OCLps Example

In this example, we look at a small model that stores articles with comments made by users. There may be a lot of comments on the article and below is a description of how to efficiently find "my" comments. "My" refers to the logged-in user.

There are different approaches to improving the performance of retrieving the comment section for an article. These include selecting the article based on the self and the first comment, using the PSEval value to calculate the number of liked comments, and combining PSEval with OCL.

One of these methods is through the use of PSEvalValue. PSEvalValue provides a way to select and manipulate data in the database without loading it into memory.

To illustrate how PSEval works, let's consider a small model that involves three tables: Article, SysUser, and Comment.

OCLps Example Image.png

The link role allows for navigation from SysUser to Comment and vice versa. This model assumes that a single SysUser won't have excessive comments.

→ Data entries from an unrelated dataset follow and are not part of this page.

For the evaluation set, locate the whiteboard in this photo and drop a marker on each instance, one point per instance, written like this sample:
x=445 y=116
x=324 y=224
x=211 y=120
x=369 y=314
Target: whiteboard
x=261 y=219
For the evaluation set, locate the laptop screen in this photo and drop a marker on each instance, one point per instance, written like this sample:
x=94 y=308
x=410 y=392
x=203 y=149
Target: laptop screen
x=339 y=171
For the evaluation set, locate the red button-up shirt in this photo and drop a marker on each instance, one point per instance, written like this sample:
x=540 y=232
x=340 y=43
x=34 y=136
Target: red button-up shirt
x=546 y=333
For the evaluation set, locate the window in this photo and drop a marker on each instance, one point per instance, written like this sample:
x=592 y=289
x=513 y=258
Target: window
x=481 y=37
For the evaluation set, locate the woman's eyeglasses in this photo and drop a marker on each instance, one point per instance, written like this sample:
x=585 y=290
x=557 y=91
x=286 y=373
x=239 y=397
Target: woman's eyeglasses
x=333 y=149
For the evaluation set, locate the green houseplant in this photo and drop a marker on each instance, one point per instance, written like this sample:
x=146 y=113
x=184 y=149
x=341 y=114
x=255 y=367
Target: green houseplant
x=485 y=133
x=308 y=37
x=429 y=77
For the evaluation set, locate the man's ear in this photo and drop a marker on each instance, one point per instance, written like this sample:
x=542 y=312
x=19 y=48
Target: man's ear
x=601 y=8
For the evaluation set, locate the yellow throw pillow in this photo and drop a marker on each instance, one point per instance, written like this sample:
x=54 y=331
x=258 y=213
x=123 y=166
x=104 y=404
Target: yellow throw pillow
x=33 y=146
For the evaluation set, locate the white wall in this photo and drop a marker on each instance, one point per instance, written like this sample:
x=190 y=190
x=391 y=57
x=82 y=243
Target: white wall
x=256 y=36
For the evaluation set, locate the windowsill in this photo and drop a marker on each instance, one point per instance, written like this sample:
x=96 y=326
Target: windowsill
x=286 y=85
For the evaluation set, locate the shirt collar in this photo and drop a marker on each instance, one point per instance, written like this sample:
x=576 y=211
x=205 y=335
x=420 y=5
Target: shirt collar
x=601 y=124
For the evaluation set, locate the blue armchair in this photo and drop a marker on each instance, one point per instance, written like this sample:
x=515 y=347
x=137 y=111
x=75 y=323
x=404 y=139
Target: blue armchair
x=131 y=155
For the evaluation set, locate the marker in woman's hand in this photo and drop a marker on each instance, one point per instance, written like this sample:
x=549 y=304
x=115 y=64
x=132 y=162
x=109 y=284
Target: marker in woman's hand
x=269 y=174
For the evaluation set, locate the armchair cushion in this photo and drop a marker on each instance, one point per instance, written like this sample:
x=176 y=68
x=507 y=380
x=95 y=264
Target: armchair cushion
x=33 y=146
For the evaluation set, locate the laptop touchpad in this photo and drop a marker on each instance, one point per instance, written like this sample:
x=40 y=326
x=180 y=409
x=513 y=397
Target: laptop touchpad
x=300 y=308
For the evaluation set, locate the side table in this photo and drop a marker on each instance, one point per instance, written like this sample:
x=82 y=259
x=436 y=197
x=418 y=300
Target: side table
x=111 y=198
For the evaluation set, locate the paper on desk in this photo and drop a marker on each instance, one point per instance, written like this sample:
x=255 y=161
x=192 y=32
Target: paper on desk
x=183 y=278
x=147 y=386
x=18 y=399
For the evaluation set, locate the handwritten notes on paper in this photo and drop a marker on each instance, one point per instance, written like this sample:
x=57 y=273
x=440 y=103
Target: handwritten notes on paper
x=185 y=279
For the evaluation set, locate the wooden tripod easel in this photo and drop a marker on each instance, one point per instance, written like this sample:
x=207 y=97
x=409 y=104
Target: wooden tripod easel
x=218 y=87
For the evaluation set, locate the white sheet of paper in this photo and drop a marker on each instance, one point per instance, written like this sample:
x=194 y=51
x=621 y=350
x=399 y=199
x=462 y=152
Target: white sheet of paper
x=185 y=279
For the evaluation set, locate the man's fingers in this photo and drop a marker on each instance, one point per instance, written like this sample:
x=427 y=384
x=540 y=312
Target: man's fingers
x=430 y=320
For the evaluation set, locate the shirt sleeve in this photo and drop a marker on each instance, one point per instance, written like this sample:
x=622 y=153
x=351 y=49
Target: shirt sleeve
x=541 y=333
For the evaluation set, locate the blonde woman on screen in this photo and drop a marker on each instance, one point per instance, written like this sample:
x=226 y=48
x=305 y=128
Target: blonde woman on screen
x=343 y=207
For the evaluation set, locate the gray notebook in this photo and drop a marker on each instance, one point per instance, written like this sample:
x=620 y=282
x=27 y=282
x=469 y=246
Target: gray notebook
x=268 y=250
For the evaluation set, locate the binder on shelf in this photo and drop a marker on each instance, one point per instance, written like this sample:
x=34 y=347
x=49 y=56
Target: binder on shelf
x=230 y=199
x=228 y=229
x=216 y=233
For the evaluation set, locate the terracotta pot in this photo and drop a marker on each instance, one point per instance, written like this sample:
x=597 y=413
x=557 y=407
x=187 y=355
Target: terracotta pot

Suppose we want to display the number of likes that an article has received. One way to do this is to load every comment object into memory, filter out the ones that have a "like" and then count how many there are. However, this would be inefficient for articles with several comments. A better way is to use PSEvalValue to select only the comments that have a "like" and count them without loading them into memory.

However, using PSEvalValue has its limitations. If a user likes or unlikes a comment, the "like" count in the user interface will not update because nothing is triggering a re-evaluation of the data. One way to work around this is to use PSEval to get all the comments for an article but only the ones that have a "like" on them. This method still loads objects, but it only loads the ones with a "like" which can improve performance. PSEval can make querying large datasets much faster and more efficient.